Figure 1 – A vRealize Operations node
The Persistence layer, a key component of the new architecture, allows for greater capacity and performance and also creates the option to scale out. Inside this layer, VMware has implemented an in-memory multi-node database called Pivotal Gemfire. In vRealize Operations 6.1, this function is now served by Apache Cassandra, which enables the expansion of the cluster size from the previous eight nodes in vROps 6.0 to 16 nodes. This makes understanding the capacity requirements of your vRealize environment critical. You must have sufficient memory to host the in-memory database. In a multi-node cluster, the architecture would look like Figure 2 below.
Figure 2 – The architecture of a multi-node vRealize Operations cluster
VMware’s Knowledge Base article, vRealize Operations Manager 6.1 Sizing Guidelines contains a sizing worksheet that is useful for planning your vRealize environment. If you have not yet upgraded to v6.1, we recommend doing so as soon as possible. This release contains a number of critical fixes as well as improved performance and capacity. VMware’s sizing guide for v6.1 can be found here.
Blue Medora’s updated version of the sizing worksheet includes Cisco UCS, Citrix XenDesktop, and NetApp management packs, and can be found here.
This worksheet is a great start for sizing a vRealize environment. The key table to understanding capacity is documented in the Knowledge Base article as well as the first tab of the sizing worksheet, as seen in Figure 3.
Figure 3 – The VMware vRealize environment sizing worksheet
vRealize Operations Manager requires that all nodes of the cluster to be the same size.

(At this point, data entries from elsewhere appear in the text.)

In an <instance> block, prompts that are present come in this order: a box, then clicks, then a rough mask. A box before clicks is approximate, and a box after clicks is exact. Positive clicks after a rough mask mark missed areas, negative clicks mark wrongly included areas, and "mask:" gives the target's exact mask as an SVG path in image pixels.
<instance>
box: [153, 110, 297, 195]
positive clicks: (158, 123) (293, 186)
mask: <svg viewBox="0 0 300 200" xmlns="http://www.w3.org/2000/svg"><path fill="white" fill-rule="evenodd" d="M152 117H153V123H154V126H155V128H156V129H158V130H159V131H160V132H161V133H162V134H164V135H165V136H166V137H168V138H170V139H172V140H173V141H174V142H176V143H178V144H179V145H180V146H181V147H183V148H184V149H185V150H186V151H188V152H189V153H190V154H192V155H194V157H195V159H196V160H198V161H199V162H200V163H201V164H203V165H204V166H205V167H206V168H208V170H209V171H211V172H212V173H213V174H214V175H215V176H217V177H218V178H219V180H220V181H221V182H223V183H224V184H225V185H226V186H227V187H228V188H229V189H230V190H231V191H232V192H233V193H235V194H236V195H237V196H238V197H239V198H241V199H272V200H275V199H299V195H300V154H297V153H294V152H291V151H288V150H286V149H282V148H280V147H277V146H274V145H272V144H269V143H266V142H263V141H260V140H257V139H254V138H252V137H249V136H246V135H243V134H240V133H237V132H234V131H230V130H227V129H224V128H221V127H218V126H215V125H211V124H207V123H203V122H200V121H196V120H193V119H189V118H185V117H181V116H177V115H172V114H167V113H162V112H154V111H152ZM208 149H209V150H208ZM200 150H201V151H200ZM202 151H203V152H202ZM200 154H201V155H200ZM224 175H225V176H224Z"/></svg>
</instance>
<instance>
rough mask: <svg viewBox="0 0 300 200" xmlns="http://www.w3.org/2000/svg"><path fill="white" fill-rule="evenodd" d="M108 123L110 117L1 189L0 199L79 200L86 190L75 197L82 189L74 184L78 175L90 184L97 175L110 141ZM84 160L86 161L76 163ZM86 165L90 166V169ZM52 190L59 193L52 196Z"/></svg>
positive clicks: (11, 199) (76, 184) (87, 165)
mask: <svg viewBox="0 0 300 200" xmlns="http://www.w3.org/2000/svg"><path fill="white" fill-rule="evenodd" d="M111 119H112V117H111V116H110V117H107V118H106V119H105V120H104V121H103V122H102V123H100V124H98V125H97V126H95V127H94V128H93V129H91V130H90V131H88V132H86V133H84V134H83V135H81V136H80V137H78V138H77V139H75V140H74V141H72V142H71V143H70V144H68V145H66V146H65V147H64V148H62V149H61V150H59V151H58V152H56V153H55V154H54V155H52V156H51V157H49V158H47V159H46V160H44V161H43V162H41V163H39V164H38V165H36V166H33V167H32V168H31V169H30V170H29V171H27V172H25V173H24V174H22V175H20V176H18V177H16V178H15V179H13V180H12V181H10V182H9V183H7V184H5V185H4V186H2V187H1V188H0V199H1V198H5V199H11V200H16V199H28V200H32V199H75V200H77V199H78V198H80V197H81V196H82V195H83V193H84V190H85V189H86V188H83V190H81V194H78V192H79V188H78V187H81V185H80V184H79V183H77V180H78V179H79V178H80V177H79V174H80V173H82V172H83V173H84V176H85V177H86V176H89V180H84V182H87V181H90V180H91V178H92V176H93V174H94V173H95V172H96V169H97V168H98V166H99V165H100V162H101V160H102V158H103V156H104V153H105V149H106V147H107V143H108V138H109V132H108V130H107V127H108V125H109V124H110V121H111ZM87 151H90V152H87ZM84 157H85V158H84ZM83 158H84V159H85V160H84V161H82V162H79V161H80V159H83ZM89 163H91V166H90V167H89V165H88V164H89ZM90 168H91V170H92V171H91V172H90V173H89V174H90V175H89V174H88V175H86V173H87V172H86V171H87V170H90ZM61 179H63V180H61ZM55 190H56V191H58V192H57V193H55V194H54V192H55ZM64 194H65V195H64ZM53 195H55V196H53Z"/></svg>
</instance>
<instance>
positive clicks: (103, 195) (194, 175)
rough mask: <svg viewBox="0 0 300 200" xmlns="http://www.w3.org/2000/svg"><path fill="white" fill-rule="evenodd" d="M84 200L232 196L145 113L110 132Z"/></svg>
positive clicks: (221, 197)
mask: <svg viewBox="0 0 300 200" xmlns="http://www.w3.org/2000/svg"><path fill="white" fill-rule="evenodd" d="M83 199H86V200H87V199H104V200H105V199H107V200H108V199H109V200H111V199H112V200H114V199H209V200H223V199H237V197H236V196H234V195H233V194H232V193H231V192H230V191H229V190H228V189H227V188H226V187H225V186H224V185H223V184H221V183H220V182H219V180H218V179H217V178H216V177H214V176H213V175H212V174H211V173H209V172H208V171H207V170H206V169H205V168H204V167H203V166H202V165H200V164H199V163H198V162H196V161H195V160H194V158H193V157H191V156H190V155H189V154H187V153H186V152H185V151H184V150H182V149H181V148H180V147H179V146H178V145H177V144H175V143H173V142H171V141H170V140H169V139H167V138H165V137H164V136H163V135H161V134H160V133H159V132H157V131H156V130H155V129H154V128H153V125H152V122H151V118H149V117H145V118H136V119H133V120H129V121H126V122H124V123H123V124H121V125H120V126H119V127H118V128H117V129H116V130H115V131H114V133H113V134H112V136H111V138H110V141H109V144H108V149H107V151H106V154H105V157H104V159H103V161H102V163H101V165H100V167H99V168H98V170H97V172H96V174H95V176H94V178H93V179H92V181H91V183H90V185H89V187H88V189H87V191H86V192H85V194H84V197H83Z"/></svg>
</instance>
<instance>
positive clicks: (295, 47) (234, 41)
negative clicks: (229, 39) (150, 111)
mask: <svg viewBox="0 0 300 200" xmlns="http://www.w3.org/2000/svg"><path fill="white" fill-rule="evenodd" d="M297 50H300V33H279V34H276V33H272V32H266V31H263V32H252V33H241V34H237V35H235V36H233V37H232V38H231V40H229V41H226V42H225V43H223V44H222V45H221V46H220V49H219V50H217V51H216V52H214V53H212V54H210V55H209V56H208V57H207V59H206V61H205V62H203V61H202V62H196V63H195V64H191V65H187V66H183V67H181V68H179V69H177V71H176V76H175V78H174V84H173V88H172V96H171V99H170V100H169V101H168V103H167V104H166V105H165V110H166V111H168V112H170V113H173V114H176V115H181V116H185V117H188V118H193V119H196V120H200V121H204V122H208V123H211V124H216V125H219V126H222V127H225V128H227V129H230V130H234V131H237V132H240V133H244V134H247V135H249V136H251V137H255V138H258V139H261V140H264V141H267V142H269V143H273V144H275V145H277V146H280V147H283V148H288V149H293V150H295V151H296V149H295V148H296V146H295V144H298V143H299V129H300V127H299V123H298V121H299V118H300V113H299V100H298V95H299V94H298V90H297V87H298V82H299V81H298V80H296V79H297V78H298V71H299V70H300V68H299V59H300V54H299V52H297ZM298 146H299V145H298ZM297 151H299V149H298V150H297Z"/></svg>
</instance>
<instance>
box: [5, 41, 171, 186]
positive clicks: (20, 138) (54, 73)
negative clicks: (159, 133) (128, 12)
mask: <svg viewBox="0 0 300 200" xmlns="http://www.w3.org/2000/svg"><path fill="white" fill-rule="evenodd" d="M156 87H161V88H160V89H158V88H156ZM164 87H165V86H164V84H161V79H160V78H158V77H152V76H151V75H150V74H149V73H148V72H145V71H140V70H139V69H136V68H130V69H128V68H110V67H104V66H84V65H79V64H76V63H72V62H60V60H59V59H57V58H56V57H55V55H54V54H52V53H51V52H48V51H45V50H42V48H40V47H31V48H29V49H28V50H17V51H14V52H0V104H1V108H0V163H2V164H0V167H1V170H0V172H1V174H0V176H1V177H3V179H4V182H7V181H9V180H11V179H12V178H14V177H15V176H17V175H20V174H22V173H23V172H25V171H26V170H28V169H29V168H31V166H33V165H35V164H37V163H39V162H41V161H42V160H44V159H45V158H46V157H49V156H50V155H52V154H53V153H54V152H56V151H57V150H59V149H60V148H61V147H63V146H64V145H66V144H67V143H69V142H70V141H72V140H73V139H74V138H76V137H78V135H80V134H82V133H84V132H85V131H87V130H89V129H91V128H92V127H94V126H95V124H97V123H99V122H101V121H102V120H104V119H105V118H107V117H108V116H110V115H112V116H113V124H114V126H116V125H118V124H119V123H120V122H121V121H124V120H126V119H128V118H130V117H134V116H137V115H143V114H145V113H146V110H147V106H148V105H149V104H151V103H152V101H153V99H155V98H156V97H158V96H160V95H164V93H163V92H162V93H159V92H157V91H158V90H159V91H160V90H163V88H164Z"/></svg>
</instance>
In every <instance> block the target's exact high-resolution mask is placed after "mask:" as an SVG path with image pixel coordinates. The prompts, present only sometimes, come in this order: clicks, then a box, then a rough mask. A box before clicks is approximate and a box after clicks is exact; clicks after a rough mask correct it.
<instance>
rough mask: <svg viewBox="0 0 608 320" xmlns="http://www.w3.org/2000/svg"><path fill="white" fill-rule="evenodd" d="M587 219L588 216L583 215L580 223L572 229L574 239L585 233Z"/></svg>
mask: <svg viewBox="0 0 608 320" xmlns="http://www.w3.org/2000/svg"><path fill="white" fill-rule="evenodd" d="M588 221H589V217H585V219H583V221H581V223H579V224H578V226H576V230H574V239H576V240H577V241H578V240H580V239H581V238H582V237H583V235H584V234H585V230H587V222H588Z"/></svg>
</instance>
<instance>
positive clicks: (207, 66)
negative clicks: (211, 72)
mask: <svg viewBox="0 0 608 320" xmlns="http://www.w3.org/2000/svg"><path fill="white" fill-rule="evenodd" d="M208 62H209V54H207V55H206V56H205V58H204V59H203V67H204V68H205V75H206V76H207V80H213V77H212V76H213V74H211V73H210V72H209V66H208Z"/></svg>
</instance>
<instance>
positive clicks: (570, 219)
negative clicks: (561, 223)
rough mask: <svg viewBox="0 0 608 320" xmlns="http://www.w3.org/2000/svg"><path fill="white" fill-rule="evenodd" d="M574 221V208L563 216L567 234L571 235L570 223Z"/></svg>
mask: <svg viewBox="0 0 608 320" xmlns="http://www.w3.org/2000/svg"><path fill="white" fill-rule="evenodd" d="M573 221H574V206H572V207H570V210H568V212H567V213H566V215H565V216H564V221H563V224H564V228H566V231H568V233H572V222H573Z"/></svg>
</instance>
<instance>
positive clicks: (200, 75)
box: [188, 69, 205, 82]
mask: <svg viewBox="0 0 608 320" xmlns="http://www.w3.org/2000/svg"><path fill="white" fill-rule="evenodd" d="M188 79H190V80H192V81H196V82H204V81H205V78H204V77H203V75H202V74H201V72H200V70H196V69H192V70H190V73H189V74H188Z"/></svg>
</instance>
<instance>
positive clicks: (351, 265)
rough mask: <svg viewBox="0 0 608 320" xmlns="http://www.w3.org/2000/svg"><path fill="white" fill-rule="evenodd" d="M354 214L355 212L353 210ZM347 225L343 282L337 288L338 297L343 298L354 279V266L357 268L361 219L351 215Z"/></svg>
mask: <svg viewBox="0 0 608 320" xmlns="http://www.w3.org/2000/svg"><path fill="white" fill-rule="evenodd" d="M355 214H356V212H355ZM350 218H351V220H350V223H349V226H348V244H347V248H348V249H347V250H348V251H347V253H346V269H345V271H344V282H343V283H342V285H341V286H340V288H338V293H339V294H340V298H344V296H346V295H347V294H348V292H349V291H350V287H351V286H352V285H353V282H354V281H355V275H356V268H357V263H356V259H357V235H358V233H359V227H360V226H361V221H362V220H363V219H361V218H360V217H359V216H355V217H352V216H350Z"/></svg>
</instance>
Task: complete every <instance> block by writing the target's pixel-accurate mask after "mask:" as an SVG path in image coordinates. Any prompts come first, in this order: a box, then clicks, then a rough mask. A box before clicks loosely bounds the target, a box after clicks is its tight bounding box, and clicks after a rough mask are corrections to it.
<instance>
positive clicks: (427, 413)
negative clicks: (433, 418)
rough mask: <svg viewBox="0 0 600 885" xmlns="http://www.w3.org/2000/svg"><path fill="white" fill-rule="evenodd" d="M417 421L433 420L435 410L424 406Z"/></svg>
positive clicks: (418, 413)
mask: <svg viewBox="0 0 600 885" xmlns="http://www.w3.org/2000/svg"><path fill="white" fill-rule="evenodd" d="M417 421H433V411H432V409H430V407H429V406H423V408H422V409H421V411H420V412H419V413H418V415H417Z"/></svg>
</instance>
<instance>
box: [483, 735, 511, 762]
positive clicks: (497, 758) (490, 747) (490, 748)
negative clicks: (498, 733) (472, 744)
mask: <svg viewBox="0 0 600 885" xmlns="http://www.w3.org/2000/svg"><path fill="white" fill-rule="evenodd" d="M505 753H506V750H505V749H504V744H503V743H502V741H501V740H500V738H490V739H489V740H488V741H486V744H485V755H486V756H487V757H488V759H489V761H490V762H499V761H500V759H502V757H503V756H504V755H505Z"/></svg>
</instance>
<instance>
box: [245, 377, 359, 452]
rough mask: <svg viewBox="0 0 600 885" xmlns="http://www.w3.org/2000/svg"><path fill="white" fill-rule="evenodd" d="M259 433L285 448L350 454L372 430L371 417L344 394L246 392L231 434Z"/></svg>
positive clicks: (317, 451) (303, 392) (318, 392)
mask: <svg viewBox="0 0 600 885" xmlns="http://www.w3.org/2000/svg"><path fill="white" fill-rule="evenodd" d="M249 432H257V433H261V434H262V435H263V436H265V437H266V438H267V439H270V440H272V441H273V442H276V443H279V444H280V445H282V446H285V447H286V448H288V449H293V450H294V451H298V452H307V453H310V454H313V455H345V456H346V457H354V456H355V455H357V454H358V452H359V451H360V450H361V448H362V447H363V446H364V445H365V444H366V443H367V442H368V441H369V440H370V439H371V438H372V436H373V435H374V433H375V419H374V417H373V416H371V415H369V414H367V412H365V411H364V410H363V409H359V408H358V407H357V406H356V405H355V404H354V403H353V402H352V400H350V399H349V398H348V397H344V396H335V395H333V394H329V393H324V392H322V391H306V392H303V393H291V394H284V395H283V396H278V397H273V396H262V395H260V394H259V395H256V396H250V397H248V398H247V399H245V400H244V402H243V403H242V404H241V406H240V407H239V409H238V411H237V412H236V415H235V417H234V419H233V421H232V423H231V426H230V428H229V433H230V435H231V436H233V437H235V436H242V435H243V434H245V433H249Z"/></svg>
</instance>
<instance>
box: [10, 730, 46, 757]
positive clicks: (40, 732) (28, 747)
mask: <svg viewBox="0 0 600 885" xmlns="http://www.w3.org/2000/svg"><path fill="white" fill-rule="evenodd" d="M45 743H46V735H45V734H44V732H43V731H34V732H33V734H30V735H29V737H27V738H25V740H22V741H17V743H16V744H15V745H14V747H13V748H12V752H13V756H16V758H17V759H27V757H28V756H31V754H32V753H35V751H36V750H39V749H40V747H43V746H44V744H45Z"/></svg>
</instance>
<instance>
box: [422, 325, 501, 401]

With Apache Cassandra providing access to in-memory data across multiple nodes, we can gain performance and redundancy improvements by taking advantage of a multiple-node deployment.
To begin, open up the sizing spreadsheet and jump to the Advanced tab. Here we will enter the various resources we want to manage with vRealize Operations. Start by selecting your high availability (HA) and data retention settings. The defaults are HA DISABLED and six months data retention. Next, enter your estimates for your vCenter objects – virtual centers, datacenters, clusters, virtual machines, hosts, and datastores. Do your best to project at least six months of growth in your estimates.
Now enter the resources and metrics from any other management packs you plan to install. Use an estimate when you do not know a value, or attempt to ascertain the value from a native tool (console, management interface, etc).
Figure 5 – Estimated sizing for our environment’s Management Pack for NetApp Storage
Once you have completed the entries for all management packs you intend to deploy, the sizing worksheet will provide an analysis at the bottom of the advanced tab.
Figure 6 – Analysis provided in the vROps sizing guide
In our example worksheet, the indication is that a single medium or large node will handle our load. Keep in mind the Total # of Objects and Total # of Selected Metrics values and compare these against the first tab. Note that the capacity numbers on the Overall Scaling tab are architectural maximums and not goals. If our worksheet brought us closer to 6,700 objects we would want to seriously consider using a large node or – even better – two medium nodes.
Following these guidelines, you can rest assured that your vRealize Operations Manager cluster will have sufficient resources to store all of the metrics you intend to collect, as well as provide the real time analytics and visualizations which make vRealize Operations so valuable. Revisit this spreadsheet periodically to perform a ‘reality check,’ especially if you notice sluggish performance in vROps.